Now let’s take look at the distribution of ratings of Jeremy Corbyn among Jewish survey respondents. The height of the column above each rating tells us how many Jewish respondents to the survey gave him that rating. Again, these have been weighted to make survey respondents more representative of the population as a whole. The average Jewish opinion of Corbyn from the table above is indicated by the dashed red line:

My goodness. Whichever way we look at it, Jeremy Corbyn obviously wasn’t flavour of the month, that month. Overall, 72.2% of Jewish respondents expressed a relatively negative opinion of Jeremy Corbyn by giving him a 4 or worse while just 17% expressed a relatively positive opinion by giving him a 6 or better. (By an interesting — although perhaps not entirely surprising — coincidence, 17% is also the proportion of respondents to a recent survey of British Jews who did not say that they think the Labour Party is ‘too tolerant of antisemitism among [its] MPs, members, and supporters’.)

The UK’s Jewish population is approximately 270000. Thus, we can assume that there were something in the region of 46000 British Jews who were somewhat positively disposed towards Jeremy Corbyn this June. That is not an inconsiderable number — but it is a clear minority of British Jews, and non-Jews have no right to forget about the rest.

So much for relative levels of like and dislike. What about the extremes? After weighting, only 3.3% of Jewish survey respondents gave him a 10, while 40.6% gave him a 0. This means that we should assume that something like 9000 British Jews really, really liked him — while 110000 (or roughly 12 times as many) really, really didn’t.

This is the context in which we should understand the claim that large numbers of Jews have been working for a Corbyn victory (or at least, for a victory for the Labour Party while its leader happens to be Jeremy Corbyn). There were probably thousands of Jews who thought very highly of him in June. But there were about a hundred thousand more whose feelings about him were exactly the reverse.
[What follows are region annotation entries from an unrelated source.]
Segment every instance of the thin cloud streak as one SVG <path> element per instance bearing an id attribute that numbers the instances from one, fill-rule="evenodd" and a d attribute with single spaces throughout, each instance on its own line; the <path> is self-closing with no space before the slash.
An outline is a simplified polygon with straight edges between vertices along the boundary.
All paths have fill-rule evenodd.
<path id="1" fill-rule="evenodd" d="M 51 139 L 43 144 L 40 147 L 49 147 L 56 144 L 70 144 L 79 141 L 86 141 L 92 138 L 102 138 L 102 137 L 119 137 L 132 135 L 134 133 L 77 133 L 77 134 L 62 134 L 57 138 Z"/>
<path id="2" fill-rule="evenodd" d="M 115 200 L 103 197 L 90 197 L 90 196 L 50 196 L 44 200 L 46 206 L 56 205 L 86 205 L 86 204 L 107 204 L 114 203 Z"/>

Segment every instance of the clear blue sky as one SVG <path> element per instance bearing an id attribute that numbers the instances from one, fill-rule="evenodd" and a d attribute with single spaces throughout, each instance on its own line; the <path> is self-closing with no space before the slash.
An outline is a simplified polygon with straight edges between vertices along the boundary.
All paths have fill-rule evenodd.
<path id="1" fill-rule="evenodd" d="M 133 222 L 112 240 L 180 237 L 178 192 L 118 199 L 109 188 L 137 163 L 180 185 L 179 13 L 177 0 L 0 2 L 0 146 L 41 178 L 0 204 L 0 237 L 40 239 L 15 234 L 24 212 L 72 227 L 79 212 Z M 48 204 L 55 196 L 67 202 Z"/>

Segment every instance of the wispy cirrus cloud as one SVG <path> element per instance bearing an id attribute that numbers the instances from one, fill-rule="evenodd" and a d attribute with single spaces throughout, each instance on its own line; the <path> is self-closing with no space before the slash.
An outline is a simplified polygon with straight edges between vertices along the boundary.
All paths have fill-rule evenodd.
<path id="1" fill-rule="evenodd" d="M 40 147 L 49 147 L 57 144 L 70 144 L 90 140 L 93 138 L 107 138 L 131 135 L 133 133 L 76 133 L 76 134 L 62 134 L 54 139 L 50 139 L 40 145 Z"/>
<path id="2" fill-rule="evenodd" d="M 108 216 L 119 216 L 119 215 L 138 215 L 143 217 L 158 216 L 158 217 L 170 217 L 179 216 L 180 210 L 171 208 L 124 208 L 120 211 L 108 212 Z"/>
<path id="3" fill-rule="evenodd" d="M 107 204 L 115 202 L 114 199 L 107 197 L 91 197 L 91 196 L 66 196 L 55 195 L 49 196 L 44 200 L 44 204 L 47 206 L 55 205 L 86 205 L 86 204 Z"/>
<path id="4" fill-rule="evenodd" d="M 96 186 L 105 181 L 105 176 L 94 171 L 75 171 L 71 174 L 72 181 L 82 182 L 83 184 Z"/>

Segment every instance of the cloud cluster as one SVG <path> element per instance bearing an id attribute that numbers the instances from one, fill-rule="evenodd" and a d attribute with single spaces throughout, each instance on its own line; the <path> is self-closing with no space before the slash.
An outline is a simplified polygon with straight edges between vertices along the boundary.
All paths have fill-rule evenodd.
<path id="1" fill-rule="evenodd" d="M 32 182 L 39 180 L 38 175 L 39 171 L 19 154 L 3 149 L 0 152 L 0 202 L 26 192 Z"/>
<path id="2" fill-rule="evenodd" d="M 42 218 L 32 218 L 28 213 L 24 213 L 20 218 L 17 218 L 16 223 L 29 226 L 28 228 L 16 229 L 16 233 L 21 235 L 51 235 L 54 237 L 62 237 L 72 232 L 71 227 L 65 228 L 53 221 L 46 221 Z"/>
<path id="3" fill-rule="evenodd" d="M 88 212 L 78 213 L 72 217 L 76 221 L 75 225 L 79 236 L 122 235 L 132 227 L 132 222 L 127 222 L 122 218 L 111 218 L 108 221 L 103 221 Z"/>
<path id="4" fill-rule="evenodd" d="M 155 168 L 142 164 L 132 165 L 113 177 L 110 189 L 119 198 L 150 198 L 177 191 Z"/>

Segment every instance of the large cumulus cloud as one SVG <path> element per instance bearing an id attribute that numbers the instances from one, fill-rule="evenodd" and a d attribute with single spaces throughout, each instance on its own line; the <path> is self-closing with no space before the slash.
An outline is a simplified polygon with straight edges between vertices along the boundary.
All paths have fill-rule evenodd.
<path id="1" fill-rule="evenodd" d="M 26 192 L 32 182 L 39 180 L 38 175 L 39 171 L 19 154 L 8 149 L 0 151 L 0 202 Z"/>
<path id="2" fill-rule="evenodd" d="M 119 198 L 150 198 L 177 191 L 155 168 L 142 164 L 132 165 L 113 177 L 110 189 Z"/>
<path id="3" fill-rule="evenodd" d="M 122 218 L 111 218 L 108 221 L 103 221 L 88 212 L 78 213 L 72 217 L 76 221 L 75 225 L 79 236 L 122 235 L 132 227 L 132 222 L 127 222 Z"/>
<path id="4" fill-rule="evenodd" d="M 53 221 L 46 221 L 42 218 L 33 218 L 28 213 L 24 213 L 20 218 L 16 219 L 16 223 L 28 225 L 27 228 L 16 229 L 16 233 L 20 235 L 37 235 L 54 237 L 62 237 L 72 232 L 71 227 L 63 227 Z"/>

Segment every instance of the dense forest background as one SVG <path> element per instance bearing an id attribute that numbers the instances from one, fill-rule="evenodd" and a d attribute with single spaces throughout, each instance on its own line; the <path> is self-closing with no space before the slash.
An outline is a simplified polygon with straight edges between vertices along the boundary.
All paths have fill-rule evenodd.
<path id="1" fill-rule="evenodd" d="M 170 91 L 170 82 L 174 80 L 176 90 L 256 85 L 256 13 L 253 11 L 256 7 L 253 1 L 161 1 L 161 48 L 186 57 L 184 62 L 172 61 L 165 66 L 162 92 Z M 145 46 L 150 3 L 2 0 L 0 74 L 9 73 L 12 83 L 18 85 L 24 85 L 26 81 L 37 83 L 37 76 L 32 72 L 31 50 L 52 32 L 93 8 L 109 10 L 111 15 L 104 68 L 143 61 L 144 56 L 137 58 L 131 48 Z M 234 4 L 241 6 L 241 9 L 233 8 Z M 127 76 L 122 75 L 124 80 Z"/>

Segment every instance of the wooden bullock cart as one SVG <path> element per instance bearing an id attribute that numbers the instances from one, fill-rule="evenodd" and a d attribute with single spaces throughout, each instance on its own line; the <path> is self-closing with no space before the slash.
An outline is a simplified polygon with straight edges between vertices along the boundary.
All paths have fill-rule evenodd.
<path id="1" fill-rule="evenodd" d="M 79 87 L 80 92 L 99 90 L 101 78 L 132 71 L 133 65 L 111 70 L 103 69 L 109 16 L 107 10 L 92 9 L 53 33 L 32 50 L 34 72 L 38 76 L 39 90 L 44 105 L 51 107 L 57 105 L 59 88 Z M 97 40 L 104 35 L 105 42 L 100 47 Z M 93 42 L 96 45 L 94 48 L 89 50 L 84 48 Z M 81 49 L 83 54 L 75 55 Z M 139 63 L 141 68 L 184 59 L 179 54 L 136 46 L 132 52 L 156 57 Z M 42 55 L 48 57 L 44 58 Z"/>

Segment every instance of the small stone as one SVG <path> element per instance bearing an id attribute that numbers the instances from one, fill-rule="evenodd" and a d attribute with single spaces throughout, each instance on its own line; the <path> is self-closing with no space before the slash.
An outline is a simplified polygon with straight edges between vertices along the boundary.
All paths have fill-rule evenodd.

So if you think that the number of Jews who love Jeremy is a strong argument, the trouble is that the far greater number of Jews who can’t stand him must be an even stronger one. (I continue to leave aside what ought to be the obvious point that it is perfectly possible to support Jeremy Corbyn without believing that attempts to combat antisemitism are part of a ‘Zionist’ plot against him.)

And to make matters worse, all that was in June. Right now, it’s September — at the end of a week in which Labour Party antisemitism has become so visibly extreme that the CEO of the UK Equality and Human Rights Commission officially stated that ‘the Labour Party needs to do more to establish that it is not a racist party.’

Oh, Labour — you can still, I think, be fixed, if you really want to be. But first, your leader will have to admit that a serious problem has (to put it rather charitably) emerged on his watch — and in his big speech on Wednesday, he didn’t even mention it. (Perhaps unsurprisingly, given past attempts to whitewash the problem.) One recent study unsurprisingly found that people with strong anti-Israel attitudes and beliefs (of whom there are many in the Labour Party, especially among Jeremy Corbyn’s supporters) tend also to hold antisemitic beliefs about Jewish people, while another found eight times more antisemitism among Labour Party officials than among representatives of any other British party. Tackling that is going to take more than just a rules change.

And conjuring up imaginary (Jewish) friends really isn’t going to help.